Last week, the U.S. House Financial Services Subcommittee members turned up the pressure on accounting regulators to do something about the fair value rules, which so many have blamed for a large part of the financial meltdown. Compliance Week reports that the Financial Accounting Standards Board met Monday to begin hammering out guidance on defining inactive markets and how to properly account for fair value in those markets.
CFO.com writers Sarah Johnson and Marie Leone say the House subcommittee chair, Pennsylvania Democrat Paul Kanjorski, urged the regulators to dispense with their normal rule-making process and quickly adopt new rules for fair value. "This is an emergency situation that requires expeditious action, not academic treatises.They must act quickly," he reportedly said.
Representatives from the FASB and the Securities and Exchange Commission worked to explain that the problem was most likely not with the fair value accounting rules but how they have been interpreted and applied, the story says. Acting SEC Chief Accountant James Kroeker testified, "Accounting did not cause this crisis and accounting will not fix it, but accounting should not make it worse." Responding to the pressure, the FASB's chairman, Robert Herz, told legislators the board could provide some guidance on the issue in a matter of weeks. CFO.com says:
FASB is working on guidance that could change how companies assess an asset's fair value in an inactive or illiquid market. This advice will stress the need for judgment and move practitioners away from the tendency to consider the last price for which a financial instrument has been traded as its fair value.

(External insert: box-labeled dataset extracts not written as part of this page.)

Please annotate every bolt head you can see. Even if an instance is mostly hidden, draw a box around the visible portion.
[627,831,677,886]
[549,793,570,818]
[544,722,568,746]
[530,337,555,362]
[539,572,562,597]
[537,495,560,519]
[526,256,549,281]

In what Compliance Week calls an atypical meeting on Monday, the FASB began developing that advice. Writer Tammy Whitehouse says:
[The guidance] will outline the factors entities should consider in determining, in the context of Financial Accounting Statement No. 157 Fair Value Measurement, whether recent transaction prices should be regarded as 'distressed' and therefore not an adequate yardstick alone for establishing fair value.
She quotes FASB member Leslie Seideman: "(FAS) 157 already says right now that a price from a forced sale or distressed transaction does not represent fair value. What we're talking about here is how do I know when I have one of those? And if I do have one of those, what do I do?"
The board is responding to the pressure from Congress, but that doesn't mean its members are happy about it. Member Tom Linsmeier said, "The frustration was an assertion that we had done nothing in recognition of these issues over time. That's absolutely not the case."